The purpose of the form is to ensure that the employer has inspected documents that show the employee is authorized to work in the United States. The Form I-9 is subject to inspection by various governmental agencies, including US Immigration and Customs Enforcement, US Department of Labor, and the Office of Special Counsel for Immigration-Related Unfair Employment Practices in the Civil Rights Division of the US Department of Justice.

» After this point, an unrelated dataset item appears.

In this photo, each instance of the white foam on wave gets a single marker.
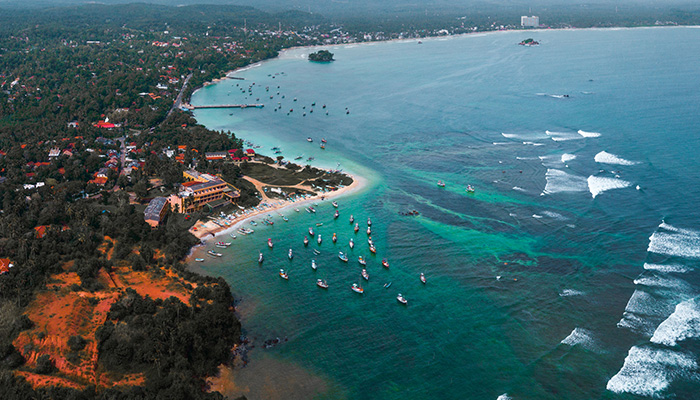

The Department of Homeland Security (DHS) has again revised Form I-9 for verifying the employment authorization of new employees and employees requiring re-verification. Employers are not required to complete the new Form I-9 for existing employees for whom they have already properly completed Form I-9, except where re-verification is required. Employers are advised that they should begin to use the 03/08/13 edition of the form immediately, but that prior versions of Form I-9, dated 02/02/09 and 08/07/09, will be accepted until May 7, 2013. After May 7, 2013, only the 03/08/13 will be accepted. The revision date is shown on the lower left corner of the Form I-9.

The revised Form I-9 expands the instructions to the Form to 6 pages and the Form itself is expanded from one page to two pages.

Important changes in Section 1 are the option for employees to include their e-mail addresses and phone numbers, and to provide passport numbers and country of issuance of passports when the employee is “an alien authorized to work” providing a Form I-94 admission number that was issued to the employee from Customs and Border Protection upon entry into the United States.

Important changes to Section 2 include the requirement for the employer to list the employee’s name from Section 1 at the top block in Section 2 and provides more space to list the document information for the documents used for I-9 purposes. The certification of the employer is more clearly stated and the employer is attesting that the employer has examined the documents and that the documents appear to be genuine and related to the employee, and that to the best of the knowledge of the employer, the employee is authorized to work in the United States.

The List of Acceptable Documents did not delete or add any documents, and the requirement for unexpired documents remains in effect. But, List C clarifies when a social security account number card cannot be used because it has restrictions, such as when the card states that it is “valid for work only with DHS authorization.”

The revised Form I-9 is posted under the “Immigration Forms” section of US Citizenship and Immigration Services’ website, here.